After a few more months I knew this Annie person was my person.  She is warm, sweet, loving and caring.  I ask myself almost every day since I met her “what did I do to deserve this wonderful woman in my life? How can it be that I am worthy of such a person?  How is it that the universe brought us together?”
In no time at all, we both decided it was the right thing to do by getting married.  So off to Kauai Hawaii we went and onto Shipwreck Beach where we were married along a beach of Pacific waters, a stunning rocky cliff and palm trees.  Three witnesses included a photographer, a Ukulele player and a justice of the peace. I’ve never met anyone in this universe more in love with me, nor have I ever been more in love with anyone else. Annie is my person.  I am her person.  We are our people.  From the day I met her I knew there was something wonderful I could be for her.
 
You see we have a grand piano at our home studio and I would play improvisations every evening.  Annie loves my playing and she often asked me to play “that George Winston stuff.”
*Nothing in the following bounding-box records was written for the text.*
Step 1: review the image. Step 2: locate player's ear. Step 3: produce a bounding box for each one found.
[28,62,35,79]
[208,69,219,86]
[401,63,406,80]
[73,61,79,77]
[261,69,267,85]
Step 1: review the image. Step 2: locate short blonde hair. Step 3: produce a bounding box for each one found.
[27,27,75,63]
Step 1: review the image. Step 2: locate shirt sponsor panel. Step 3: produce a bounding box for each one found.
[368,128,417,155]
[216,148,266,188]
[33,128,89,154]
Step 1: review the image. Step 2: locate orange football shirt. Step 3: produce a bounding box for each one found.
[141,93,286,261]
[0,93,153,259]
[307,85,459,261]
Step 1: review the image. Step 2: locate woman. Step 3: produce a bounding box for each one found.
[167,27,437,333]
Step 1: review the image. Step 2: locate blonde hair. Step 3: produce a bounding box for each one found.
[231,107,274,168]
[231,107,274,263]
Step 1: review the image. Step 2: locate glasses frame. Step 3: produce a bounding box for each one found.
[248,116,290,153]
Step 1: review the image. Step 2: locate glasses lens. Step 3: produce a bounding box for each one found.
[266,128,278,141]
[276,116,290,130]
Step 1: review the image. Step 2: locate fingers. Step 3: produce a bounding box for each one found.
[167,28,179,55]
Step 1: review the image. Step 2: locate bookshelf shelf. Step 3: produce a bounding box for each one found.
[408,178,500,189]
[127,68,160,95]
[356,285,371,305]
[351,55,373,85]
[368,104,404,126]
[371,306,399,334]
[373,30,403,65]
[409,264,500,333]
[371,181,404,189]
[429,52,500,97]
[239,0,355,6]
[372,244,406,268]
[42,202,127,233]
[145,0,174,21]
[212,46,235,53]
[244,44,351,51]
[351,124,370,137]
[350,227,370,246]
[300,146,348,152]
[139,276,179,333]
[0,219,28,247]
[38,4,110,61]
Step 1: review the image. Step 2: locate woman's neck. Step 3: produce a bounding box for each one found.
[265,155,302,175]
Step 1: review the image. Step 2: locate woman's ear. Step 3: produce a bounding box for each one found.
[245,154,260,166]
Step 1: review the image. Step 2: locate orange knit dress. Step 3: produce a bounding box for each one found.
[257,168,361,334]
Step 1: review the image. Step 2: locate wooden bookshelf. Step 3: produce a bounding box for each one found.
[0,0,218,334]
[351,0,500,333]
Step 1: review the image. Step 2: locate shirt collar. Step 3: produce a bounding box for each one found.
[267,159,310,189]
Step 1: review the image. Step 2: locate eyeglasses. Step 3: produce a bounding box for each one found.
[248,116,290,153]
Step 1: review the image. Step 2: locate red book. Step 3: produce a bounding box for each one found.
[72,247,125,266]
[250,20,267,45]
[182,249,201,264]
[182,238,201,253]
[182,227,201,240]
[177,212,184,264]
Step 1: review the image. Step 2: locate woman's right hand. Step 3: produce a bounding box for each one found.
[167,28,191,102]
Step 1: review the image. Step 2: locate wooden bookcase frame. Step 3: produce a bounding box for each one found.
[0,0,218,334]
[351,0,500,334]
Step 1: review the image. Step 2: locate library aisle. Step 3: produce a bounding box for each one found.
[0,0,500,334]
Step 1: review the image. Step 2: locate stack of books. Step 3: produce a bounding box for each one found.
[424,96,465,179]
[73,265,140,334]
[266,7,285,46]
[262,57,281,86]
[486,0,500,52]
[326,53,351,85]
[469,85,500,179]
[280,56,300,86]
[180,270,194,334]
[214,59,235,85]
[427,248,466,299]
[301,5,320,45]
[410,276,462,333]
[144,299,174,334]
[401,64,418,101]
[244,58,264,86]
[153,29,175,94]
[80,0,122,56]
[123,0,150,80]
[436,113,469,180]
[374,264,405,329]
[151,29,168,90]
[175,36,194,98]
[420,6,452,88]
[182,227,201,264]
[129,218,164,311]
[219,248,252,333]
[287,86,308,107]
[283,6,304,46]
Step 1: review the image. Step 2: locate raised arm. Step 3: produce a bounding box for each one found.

She is my muse.  She is so supportive of my creativity and my music.  No man could ever want more from a spouse as she sees happiness through our creative endeavors.  I often feel guilty when I play a gig because I am on stage and not with Annie.  But she is there in the audience with a super smile and all attention on me.  I might not have had the accolades I have wanted in my performances but when I look out from behind my saxophone and I see Annie there, smiling up at me, I know I am loved!  And I love her back so much!
So as my muse, while I spent evenings doodling on the piano I came up with the idea to write a song for my Annie.  My improvisations moved to a place absolutely influenced by Annie.  Annie’s soul, love, and heart was washing through me as I composed my love letter of a song for Annie.
It wasn’t difficult because it flowed so from within.  Song For Annie, it turns out is one of my best hits off the 1st and only album I produced with my jazz group.
Song for Annie is always in my head as Annie is always in my heart.